Il decreto del 13 giugno 2025 del Presidente del Consiglio dei Ministri, pubblicato sulla Gazzetta Ufficiale n. 197 del 26 agosto 2025, disciplina il rifinanziamento del fondo dedicato alla promozione della ricerca e dello sviluppo della tecnologia dei microprocessori, oltre che all’investimento in nuove applicazioni industriali di tecnologie innovative. La legge 30 dicembre 2023, n. 213, assegna complessivamente 1 miliardo di euro a questo fondo.
La distribuzione delle risorse prevede 20 milioni di euro per il 2026, 30 milioni per il 2027, 50 milioni per ciascuno degli anni dal 2028 al 2030 e 100 milioni per ogni anno dal 2031 al 2038. Questi fondi supportano la crescita e lo sviluppo tecnologico della filiera nazionale dei semiconduttori, un settore strategico per l’industria italiana e per la competitività globale.

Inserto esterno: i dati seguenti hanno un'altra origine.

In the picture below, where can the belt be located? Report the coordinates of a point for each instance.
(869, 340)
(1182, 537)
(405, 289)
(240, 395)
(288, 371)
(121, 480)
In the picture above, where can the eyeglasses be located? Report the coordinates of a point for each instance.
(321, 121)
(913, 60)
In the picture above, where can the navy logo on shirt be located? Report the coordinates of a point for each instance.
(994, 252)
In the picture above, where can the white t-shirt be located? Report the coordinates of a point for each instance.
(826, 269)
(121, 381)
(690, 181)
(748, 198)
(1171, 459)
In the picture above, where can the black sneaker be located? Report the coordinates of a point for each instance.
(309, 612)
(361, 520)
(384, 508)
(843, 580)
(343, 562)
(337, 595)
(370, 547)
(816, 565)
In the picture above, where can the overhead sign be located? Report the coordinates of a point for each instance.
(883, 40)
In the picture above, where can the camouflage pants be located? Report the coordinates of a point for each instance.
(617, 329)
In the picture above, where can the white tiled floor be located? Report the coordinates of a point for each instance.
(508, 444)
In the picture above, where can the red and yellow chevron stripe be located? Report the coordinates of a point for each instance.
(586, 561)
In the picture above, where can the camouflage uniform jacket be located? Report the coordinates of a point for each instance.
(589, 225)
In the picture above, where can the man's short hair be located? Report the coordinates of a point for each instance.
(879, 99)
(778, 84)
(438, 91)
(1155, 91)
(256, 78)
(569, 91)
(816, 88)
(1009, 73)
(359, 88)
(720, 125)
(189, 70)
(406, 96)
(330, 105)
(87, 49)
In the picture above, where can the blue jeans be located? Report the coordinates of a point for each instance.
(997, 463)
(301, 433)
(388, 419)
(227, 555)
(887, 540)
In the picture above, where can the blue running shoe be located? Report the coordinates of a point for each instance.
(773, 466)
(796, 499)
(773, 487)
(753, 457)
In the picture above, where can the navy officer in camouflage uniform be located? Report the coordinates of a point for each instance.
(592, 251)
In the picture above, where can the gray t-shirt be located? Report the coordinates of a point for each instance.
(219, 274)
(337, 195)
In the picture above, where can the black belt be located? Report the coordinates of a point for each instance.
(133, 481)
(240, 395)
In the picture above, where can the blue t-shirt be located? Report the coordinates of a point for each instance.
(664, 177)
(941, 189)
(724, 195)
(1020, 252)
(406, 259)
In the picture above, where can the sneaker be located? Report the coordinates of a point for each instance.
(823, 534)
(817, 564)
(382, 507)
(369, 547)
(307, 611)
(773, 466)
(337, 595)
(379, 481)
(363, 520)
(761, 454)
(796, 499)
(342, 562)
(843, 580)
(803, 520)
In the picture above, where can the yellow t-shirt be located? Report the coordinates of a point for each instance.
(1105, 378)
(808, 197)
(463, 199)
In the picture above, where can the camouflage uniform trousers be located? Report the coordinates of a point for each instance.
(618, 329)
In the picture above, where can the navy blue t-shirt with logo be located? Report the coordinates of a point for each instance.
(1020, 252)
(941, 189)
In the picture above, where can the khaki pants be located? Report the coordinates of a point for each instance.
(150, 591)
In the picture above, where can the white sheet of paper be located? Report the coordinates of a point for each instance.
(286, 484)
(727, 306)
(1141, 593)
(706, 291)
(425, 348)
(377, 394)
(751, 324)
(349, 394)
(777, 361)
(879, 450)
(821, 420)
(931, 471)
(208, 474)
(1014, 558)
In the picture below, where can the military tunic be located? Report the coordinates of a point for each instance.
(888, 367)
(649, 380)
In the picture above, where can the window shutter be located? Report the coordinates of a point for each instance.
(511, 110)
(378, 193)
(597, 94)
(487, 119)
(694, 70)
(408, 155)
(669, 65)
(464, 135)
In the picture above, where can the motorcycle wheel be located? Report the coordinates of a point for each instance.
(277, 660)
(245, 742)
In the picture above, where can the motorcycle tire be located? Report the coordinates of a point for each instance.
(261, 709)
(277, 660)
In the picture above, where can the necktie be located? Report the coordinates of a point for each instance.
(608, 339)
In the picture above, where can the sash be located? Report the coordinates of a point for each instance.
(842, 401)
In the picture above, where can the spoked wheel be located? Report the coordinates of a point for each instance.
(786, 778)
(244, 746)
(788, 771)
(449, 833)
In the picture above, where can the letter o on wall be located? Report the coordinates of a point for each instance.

L’obiettivo principale consiste nel rafforzare e ampliare le competenze già presenti sul territorio nazionale, stimolando l’innovazione e migliorando la capacità produttiva. Il fondo sostiene anche la riconversione di siti industriali esistenti, favorendo la loro trasformazione in centri avanzati di produzione e ricerca. Inoltre, il finanziamento mira a incentivare l’insediamento di nuovi stabilimenti industriali, contribuendo a creare un ecosistema produttivo più solido e competitivo.
Per realizzare tali finalità, il decreto prevede anche l’attrazione di investimenti, sia nazionali sia esteri, destinati alle imprese che operano all’interno della filiera dei semiconduttori. Questo approccio permette di favorire sinergie tra aziende, università e centri di ricerca, promuovendo la crescita di un settore tecnologico avanzato e in continua evoluzione.
Il rifinanziamento del fondo rappresenta un’importante misura per sostenere l’innovazione tecnologica italiana, rafforzare la posizione del paese nel mercato globale dei microprocessori e stimolare lo sviluppo di applicazioni industriali innovative, fondamentali per la competitività futura del sistema produttivo nazionale.